En effet vers 2,4 milliards d'années, la concentration en oxygène dans l'atmosphère se met à augmenter pour atteindre un pic vers 2,1 milliards d'années. Ce taux de concentration est très inférieur à celui que nous connaissons aujourd'hui mais il est suffisant pour que l'oxygène se diffuse dans l'hydrosphère, jusqu'à 30 à 40 m de profondeur. Puis l'oxygène va brusquement chuter vers 1,9 milliard d'années, jusque vers 670 millions d'années. C'est une « période noire » en terme de registres fossiles pour les paléontologues. Viendra ensuite l'explosion des formes de vie au Cambrien.
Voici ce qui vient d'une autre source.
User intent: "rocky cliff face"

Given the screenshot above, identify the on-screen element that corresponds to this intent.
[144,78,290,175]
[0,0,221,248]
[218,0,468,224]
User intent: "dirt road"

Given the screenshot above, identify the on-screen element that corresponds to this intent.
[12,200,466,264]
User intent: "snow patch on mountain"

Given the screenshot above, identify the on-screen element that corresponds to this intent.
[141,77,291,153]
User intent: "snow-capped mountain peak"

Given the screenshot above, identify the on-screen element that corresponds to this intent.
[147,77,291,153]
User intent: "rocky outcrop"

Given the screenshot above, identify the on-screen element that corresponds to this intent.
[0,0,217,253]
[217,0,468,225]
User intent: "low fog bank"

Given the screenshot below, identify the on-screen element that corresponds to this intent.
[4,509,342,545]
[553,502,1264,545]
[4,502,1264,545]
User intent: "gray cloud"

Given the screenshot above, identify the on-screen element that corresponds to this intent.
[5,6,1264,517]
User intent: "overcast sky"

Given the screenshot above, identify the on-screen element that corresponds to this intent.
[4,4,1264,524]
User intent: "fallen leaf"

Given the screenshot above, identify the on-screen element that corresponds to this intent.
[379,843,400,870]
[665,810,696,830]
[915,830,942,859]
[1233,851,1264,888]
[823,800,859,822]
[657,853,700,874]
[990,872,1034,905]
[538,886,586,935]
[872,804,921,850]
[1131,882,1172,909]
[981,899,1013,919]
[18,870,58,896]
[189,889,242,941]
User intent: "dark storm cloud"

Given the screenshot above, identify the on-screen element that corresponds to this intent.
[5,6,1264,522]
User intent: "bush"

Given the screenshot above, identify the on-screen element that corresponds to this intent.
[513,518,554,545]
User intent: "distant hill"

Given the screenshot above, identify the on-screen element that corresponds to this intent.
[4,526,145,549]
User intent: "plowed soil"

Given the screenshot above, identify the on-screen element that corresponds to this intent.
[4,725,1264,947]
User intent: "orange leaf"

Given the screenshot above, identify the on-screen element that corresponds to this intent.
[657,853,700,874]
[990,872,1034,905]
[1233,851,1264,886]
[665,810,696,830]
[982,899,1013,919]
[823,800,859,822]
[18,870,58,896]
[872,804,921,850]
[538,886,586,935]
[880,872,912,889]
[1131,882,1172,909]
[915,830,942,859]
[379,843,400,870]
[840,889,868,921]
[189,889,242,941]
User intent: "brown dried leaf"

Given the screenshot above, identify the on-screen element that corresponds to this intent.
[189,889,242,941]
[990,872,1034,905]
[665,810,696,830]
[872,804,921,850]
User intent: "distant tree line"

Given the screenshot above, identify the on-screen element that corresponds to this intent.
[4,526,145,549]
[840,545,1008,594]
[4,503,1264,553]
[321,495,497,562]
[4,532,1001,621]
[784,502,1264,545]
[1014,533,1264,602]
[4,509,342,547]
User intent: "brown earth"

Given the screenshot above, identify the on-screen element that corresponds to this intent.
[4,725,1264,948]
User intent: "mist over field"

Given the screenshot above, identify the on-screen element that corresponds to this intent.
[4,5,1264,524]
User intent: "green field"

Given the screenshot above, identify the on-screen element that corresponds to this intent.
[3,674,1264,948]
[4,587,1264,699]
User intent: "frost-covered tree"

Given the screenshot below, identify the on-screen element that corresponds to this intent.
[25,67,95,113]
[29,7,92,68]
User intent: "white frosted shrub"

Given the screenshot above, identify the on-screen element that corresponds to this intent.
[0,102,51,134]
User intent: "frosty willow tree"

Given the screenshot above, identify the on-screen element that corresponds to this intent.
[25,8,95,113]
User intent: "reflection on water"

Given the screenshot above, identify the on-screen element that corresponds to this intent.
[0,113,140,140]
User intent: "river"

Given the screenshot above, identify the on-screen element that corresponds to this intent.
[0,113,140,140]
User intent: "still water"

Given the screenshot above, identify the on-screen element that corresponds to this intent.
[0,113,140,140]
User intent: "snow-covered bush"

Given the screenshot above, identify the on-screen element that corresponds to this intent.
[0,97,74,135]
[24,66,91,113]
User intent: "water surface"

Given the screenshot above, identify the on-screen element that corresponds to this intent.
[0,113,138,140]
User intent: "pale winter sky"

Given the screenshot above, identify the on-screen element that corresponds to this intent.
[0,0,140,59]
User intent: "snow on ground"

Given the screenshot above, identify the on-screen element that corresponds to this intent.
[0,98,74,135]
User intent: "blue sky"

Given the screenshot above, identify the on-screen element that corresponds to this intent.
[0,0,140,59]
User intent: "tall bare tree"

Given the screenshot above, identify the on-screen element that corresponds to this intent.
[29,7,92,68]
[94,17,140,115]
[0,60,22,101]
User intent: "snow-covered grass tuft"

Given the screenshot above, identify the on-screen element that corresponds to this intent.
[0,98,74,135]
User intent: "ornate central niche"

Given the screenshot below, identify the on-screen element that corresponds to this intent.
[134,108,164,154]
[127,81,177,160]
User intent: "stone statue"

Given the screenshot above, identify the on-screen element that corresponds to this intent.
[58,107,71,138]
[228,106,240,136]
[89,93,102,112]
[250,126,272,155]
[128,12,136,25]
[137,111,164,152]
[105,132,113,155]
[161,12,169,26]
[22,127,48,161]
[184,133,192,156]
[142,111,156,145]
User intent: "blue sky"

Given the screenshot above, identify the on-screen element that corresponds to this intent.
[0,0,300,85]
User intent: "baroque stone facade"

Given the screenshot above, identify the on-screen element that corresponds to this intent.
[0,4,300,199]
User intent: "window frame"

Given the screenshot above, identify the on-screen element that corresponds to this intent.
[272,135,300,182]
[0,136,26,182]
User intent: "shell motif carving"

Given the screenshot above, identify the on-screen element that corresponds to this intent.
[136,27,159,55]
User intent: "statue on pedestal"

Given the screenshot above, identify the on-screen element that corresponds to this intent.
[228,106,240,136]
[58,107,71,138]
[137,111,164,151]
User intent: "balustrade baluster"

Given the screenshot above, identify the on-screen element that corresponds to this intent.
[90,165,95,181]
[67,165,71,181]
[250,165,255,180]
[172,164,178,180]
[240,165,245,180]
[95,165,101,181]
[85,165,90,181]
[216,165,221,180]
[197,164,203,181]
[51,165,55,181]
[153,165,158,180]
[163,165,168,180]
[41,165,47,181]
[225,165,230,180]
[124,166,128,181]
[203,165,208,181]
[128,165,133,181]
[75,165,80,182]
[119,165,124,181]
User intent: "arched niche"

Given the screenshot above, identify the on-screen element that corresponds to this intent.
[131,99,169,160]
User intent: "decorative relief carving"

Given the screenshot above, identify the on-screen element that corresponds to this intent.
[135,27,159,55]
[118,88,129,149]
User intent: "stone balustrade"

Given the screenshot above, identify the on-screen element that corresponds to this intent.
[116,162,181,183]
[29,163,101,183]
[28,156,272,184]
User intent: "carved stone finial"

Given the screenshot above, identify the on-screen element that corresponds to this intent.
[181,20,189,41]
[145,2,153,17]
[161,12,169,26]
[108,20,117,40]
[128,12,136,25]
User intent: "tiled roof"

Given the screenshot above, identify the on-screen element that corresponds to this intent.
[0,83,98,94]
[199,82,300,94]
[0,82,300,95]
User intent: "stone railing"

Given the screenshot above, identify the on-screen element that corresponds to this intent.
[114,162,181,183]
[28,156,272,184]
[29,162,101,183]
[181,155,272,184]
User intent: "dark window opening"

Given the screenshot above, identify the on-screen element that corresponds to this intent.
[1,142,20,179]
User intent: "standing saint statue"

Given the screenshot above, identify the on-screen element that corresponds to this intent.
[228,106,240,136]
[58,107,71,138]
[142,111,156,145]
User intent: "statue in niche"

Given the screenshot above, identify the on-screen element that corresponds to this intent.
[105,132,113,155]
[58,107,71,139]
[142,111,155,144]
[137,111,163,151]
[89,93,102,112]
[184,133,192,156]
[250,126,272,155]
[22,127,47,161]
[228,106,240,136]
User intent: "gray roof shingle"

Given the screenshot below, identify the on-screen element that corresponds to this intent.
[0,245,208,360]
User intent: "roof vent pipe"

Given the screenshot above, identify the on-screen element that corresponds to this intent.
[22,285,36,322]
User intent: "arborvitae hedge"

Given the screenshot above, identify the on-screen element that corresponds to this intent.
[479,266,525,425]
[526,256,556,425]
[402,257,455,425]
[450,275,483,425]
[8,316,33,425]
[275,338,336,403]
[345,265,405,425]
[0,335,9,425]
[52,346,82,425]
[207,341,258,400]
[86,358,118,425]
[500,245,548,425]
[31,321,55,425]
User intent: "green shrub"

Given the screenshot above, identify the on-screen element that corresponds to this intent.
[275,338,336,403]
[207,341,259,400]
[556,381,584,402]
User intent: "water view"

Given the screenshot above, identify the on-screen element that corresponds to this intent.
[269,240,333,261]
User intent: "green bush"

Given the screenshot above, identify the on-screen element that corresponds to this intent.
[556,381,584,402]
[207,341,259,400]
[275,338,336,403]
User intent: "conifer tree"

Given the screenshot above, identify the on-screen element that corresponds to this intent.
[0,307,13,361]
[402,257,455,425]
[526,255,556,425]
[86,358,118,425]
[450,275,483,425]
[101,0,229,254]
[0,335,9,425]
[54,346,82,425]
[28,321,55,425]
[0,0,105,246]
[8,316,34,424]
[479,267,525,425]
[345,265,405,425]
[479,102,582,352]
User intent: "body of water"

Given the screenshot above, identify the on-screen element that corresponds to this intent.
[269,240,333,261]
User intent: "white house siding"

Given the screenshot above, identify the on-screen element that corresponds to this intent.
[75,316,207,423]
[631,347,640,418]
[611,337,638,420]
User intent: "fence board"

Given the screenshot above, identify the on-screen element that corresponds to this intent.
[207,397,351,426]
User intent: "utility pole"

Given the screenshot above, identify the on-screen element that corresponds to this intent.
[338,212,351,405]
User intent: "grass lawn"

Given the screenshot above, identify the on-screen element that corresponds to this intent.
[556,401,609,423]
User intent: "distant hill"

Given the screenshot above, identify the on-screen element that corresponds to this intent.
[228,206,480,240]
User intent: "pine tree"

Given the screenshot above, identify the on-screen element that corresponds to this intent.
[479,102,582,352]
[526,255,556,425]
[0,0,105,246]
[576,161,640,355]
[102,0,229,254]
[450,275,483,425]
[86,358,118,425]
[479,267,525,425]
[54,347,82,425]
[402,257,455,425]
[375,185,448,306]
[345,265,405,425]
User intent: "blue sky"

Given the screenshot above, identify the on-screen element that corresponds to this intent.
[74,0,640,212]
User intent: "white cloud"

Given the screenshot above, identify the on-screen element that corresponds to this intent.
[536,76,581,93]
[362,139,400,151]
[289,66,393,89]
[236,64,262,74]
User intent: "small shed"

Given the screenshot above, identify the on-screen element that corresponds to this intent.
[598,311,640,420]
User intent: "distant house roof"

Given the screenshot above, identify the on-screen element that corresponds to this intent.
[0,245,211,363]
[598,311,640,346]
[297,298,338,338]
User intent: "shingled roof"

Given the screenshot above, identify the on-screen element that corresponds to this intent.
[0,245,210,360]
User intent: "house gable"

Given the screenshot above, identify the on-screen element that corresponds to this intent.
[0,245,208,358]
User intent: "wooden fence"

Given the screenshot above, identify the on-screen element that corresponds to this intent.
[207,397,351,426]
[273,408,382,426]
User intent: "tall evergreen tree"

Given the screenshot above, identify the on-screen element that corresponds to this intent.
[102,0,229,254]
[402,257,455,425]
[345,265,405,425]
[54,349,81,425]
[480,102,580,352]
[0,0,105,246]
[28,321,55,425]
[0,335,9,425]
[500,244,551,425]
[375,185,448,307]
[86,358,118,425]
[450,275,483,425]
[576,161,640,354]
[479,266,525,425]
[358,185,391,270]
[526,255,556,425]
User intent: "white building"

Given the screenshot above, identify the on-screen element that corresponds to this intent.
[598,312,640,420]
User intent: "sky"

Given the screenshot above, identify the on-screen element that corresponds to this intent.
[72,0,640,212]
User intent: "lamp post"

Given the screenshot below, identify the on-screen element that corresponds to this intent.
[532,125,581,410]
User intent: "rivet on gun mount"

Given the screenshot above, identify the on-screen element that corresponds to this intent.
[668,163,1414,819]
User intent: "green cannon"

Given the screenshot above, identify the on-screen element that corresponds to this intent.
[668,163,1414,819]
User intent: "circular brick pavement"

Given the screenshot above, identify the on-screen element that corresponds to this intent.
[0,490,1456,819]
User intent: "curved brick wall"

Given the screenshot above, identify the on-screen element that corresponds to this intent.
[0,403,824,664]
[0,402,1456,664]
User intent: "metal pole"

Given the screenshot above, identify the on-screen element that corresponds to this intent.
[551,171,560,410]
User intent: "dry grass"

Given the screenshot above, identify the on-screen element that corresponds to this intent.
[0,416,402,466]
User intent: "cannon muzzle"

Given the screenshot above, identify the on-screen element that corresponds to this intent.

    Mais par la suite, comme il est récurrent dans l'histoire de notre planète, les conditions de l'océan primitif devinrent moins favorables aux organismes à métabolisme complexe. Il faudra donc attendre le début du Cambrien, plus d'un milliard d'années après, pour assister à une nouvelle phase significative de diversification et expansion de la vie ("l'explosion cambrienne"), à moins de nouvelles découvertes extraordinaires comme celles du Gabon.
    Jusqu'à présent, on retenait qu'avant deux milliards d'années la Terre était peuplée uniquement de microbes. Mais les fossiles du Gabon montrent que quelque chose de radicalement nouveau survint à cette époque: des cellules avaient commencé à coopérer pour former des unités plus complexes et plus grandes. A partir de ce moment, la voie s'est ouverte à de nouvelles expériences évolutives qui transformeront la biosphère en l'enrichissant d'organismes qui jouent encore aujourd'hui un rôle majeur dans la biodiversité.